Pouco antes, o republicano fez referência às companhias que desistiram dos planos de fazer fábricas fora do território americano, depois das ameaças de aumentar os impostos e as taxas para produtos importados.

Ele voltou a prometer uma indústria competitiva para facilitar o comércio exterior. "Nós vamos aplicar nossas regras comerciais e parar a trapaça estrangeira, tremenda trapaça estrangeira."

Dentre as iniciativas que deseja implementar, está a flexibilização das regulações no mercado de trabalho e a redução de impostos. Para Trump, isso permitirá a criação de mais empregos e a volta de mais empresas.

"As fábricas estão voltando, estou muito feliz por isso. Vou fazer tudo o que eu puder para colocar estas grandes pessoas de volta ao trabalho.
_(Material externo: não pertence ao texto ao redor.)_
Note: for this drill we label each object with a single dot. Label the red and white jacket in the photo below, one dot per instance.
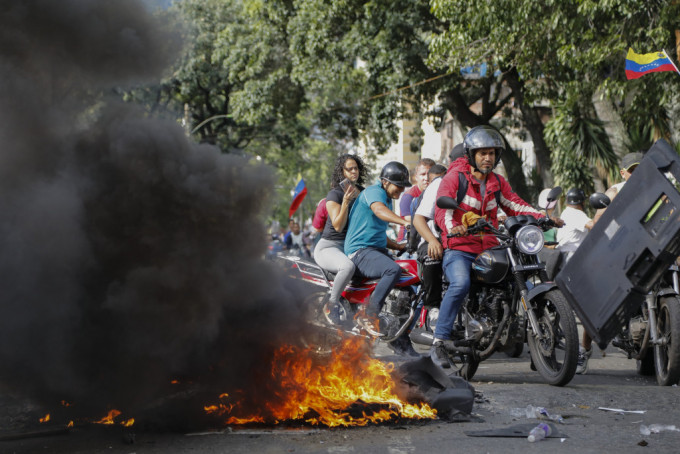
(473, 201)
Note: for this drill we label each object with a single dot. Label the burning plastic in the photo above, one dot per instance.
(351, 389)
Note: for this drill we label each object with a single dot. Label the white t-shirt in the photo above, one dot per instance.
(427, 205)
(574, 231)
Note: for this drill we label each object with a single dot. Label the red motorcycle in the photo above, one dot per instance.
(397, 314)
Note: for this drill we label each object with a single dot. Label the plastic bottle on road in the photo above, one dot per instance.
(539, 432)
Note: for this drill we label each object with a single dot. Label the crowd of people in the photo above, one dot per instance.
(351, 232)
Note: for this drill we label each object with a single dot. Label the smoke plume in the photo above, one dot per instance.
(129, 256)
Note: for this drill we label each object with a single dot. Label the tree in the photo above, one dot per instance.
(562, 52)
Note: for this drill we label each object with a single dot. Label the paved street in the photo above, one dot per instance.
(505, 384)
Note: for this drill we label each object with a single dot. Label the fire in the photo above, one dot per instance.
(353, 389)
(113, 414)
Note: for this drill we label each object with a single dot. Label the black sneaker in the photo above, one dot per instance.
(439, 355)
(582, 361)
(402, 346)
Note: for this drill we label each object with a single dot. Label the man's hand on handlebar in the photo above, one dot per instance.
(458, 230)
(435, 250)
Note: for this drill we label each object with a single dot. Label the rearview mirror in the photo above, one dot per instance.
(599, 200)
(553, 195)
(447, 203)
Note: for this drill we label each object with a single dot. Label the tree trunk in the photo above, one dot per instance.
(454, 102)
(533, 124)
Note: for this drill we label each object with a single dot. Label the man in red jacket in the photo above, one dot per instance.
(485, 189)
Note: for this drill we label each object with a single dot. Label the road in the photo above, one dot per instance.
(505, 384)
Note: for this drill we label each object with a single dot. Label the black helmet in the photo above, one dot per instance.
(575, 196)
(396, 173)
(483, 137)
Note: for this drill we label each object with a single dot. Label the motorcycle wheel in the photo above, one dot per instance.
(667, 353)
(555, 355)
(319, 336)
(516, 350)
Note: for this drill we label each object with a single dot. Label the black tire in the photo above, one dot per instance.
(667, 354)
(556, 354)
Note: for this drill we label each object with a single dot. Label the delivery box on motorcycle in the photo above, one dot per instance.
(629, 249)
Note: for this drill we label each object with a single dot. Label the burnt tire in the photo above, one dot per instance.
(555, 354)
(463, 365)
(667, 353)
(645, 366)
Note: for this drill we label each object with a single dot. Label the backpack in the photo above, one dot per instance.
(462, 189)
(414, 236)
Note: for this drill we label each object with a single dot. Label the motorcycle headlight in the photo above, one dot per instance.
(529, 239)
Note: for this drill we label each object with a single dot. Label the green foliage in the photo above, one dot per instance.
(563, 50)
(580, 145)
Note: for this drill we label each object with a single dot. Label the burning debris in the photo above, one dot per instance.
(132, 257)
(349, 389)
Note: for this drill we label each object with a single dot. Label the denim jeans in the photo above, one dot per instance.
(377, 263)
(457, 267)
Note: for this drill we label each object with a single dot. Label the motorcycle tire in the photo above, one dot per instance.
(318, 335)
(556, 354)
(667, 354)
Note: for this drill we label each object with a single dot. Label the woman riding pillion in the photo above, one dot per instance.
(329, 251)
(485, 191)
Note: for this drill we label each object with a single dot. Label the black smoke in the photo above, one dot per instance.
(129, 256)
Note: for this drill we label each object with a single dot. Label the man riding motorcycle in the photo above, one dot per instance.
(366, 245)
(485, 191)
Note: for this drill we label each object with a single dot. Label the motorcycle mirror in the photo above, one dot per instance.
(447, 203)
(554, 194)
(599, 200)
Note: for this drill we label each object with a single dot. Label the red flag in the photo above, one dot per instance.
(298, 196)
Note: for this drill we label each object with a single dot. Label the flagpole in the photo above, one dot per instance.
(671, 60)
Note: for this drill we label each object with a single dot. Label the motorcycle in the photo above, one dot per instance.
(396, 316)
(651, 335)
(511, 301)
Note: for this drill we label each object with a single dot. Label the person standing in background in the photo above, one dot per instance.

Vou brigar por cada um dos empregos americanos."

DEFESA

Na fábrica da maior fabricante de aviões do país, Trump disse que as Forças Armadas estão analisando a proposta de renovação da frota de caças F-18 Super Hornet e do novo Air Force One, para substituir o atual, que fez o primeiro voo em maio de 1987.

A Boeing entregou orçamento para a fabricação dos caças e do novo avião presidencial no governo Obama, mas a negociação não avançou devido ao alto valor da operação. O presidente brincou com o CEO da empresa, Dennis Muilenburg: "Ele é um duro negociador."

A renovação da frota faz parte da intenção do republicano de reforçar as forças militares americanas. Ele citou frase de George Washington para explicar por que quer aumentar os gastos em defesa. "Estar preparado para a guerra é uma das maneiras mais efetivas de preservar a paz."

Ao comentar sobre a nova aeronave comercial da Boeing, ele lembrou o voo dos Irmãos Wright, em 1903, vistos pelos americanos como os criadores do avião.